From a purely legal or political perspective, no one needs a monarchy anymore today. The idea of assigning the duties of the head of state through a hereditary system is neither particularly democratic nor does it satisfy our modern hunger for fairness, equality, and meritocracy. And yet it survives in twelve European countries, all of them decidedly twenty-first-century in nature. Beyond legal or political aspects, there seems to be some other factor that keeps the high nobility on national payrolls.
Modern societies, much like their simpler medieval and tribal predecessors, retain a strong demand for shared symbolism and markers of group identity. Walter Bagehot, the hugely influential nineteenth-century analyst of the British system of government, called those parts of government dedicated to fulfilling these needs the “dignified parts of the constitution.” They exercise very little real power and serve at best as consultants to elected officials, yet they are an essential crystallizing point around which societies can build a collective sense of self.
It’s not just monarchies that recognize the importance of the dignified symbols of the state. Just look at the deeply republican political systems of the United States or France, where elected presidents are endowed with quasi-monarchical symbols of power and enjoy a cultishly elevated status in the rituals of state. Similar pomp can be found in Italy, Russia, and even Communist China. It is done differently in each case, but it always serves the same purpose: to symbolize unity and a sense of belonging in a highly fragmented society.
The need for collective reassurance seems to be an anthropological constant, no matter whether you are a caveman or the citizen of a postmodern society. Ironically, it is the deeply conservative institution of monarchy (and its republican equivalent) that remind us there is indeed such a thing as society—an idea that conservatives, in particular, reject vehemently.
The EU, a famously sui generis body, is of course neither a monarchy nor a republic.

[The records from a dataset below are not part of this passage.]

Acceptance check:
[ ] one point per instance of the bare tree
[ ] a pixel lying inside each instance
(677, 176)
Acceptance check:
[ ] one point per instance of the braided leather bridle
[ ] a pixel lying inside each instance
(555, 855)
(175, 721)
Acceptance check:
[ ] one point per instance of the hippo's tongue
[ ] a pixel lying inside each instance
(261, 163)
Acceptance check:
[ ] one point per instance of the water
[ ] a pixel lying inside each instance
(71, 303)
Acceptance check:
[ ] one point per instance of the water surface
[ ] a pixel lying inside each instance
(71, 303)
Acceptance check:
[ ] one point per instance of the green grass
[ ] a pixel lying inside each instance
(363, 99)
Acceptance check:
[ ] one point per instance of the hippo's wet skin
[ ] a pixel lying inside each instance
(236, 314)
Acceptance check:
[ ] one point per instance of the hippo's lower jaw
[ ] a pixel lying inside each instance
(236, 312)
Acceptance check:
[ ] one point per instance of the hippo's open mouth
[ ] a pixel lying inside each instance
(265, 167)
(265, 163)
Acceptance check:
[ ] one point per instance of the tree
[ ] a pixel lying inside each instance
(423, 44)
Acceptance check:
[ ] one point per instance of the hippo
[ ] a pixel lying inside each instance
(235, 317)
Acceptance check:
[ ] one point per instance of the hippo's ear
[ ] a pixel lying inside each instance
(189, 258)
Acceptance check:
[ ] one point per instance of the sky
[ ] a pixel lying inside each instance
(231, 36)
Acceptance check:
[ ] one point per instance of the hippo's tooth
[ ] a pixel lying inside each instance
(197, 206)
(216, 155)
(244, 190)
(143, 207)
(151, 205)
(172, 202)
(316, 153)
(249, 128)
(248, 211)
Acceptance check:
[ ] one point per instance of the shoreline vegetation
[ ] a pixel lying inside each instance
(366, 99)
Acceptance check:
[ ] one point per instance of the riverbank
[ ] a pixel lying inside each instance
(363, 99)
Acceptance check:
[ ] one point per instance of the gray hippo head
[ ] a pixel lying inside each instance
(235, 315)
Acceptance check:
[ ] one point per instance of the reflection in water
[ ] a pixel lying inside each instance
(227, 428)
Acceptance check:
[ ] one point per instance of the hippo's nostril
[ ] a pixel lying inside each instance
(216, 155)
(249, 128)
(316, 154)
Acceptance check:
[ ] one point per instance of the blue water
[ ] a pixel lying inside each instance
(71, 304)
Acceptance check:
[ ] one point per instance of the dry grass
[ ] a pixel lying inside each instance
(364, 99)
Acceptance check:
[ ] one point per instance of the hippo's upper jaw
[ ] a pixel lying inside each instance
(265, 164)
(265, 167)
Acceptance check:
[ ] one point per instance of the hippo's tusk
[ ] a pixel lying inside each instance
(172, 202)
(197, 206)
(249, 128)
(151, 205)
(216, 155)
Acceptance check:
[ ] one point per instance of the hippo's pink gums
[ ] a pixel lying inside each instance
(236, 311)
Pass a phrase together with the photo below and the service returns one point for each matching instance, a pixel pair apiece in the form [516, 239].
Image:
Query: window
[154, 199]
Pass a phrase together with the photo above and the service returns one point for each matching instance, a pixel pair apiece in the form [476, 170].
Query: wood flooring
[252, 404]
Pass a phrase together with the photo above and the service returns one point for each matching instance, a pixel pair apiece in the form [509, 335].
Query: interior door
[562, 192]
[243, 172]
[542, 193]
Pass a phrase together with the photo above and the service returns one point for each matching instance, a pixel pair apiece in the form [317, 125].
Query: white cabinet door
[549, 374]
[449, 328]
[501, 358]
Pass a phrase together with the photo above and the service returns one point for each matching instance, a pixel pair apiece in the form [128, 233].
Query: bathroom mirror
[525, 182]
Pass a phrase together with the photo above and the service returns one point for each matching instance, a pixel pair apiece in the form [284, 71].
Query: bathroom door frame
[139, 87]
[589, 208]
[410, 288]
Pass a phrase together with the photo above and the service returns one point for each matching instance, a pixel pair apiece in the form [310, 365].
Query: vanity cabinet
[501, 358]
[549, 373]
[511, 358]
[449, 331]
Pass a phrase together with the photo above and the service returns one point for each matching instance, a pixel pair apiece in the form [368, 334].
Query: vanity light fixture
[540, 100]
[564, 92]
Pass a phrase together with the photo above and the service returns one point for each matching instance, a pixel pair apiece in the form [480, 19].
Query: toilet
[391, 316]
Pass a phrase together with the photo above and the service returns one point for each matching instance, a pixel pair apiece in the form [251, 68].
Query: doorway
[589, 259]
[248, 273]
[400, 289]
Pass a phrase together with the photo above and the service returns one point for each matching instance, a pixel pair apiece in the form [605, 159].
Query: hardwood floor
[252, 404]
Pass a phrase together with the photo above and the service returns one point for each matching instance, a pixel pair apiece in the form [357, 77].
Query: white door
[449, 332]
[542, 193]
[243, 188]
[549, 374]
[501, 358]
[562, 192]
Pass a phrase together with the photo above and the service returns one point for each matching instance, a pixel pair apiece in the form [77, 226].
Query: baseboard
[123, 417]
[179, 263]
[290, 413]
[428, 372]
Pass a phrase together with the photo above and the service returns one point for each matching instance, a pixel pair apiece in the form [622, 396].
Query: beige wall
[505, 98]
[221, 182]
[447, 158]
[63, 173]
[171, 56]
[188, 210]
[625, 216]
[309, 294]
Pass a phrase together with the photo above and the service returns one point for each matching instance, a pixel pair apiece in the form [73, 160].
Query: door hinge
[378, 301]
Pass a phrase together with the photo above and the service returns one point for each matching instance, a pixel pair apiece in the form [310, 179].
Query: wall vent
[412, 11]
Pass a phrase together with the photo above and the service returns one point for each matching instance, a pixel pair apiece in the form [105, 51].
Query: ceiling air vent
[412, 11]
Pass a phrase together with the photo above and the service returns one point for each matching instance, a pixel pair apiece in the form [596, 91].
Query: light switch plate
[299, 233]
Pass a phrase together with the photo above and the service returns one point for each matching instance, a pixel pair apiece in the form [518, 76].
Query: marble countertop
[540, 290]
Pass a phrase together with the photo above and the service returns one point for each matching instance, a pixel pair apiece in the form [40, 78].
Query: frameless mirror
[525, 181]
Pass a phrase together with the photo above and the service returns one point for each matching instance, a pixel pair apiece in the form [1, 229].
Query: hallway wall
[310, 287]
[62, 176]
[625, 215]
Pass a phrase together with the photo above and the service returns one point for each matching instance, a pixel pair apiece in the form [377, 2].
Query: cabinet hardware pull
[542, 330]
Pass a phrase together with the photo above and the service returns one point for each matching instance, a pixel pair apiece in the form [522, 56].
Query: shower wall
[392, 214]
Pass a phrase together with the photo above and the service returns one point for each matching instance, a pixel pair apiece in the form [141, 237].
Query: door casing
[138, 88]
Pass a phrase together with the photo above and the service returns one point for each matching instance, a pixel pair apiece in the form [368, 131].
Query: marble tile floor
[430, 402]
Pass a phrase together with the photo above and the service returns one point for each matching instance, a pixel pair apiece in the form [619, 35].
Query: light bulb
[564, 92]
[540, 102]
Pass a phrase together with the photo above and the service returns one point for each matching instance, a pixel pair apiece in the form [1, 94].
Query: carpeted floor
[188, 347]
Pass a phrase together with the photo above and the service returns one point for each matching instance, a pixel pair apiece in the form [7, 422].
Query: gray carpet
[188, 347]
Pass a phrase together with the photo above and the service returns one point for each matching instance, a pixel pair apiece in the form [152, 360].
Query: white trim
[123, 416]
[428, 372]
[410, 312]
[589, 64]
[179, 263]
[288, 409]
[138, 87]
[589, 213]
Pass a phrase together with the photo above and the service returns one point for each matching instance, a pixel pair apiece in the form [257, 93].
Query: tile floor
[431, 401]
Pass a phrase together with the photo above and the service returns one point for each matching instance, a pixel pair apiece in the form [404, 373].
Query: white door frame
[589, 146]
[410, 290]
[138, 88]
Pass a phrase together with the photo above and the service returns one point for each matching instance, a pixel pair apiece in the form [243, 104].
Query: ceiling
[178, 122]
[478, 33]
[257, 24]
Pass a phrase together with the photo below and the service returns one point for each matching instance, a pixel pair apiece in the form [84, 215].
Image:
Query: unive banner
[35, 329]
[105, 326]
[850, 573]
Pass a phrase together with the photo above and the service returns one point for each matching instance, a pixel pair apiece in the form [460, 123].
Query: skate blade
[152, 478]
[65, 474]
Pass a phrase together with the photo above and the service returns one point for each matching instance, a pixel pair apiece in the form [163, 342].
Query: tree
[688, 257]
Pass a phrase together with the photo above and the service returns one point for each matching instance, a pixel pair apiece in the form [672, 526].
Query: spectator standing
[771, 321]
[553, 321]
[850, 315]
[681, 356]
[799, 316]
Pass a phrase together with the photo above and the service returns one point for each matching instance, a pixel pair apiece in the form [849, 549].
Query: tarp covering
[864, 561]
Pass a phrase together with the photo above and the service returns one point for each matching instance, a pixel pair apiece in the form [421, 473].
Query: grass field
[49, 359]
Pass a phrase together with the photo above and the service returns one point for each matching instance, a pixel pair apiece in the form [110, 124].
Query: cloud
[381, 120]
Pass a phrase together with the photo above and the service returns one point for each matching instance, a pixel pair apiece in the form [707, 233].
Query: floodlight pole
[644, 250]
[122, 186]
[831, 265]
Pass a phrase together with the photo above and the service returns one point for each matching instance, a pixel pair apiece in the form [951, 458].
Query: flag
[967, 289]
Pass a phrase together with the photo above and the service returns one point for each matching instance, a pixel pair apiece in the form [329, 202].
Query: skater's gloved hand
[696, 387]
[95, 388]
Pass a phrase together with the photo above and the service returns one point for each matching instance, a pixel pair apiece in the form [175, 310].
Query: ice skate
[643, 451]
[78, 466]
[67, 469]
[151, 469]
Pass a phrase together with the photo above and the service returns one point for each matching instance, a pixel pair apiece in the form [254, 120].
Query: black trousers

But, as a political system that relies on a certain sense of public cohesion and accepted shared identity, it is in utter need of dignified parts of its constitution. The problem is that it has none. When Europeans agonize about the lack of a common identity within the EU, one reason is the absence of visible symbols of shared “Europeanness.”
It is true that European politicians and EU leaders have come up with all kinds of ersatz ideas. Yes, there is a blue flag with twelve gold stars, and there is indeed a scantily clad young lady riding a bull. Yes, the European Parliament is a pretty remarkable—if deeply flawed—institution. Yes, the city of Brussels holds some significance. And yes, we have tried, with some success, to elevate Jean Monnet, Robert Schuman, and even Jacques Delors to dignified über-figures of Europe. And yet, all of that seems artificial and somewhat forced.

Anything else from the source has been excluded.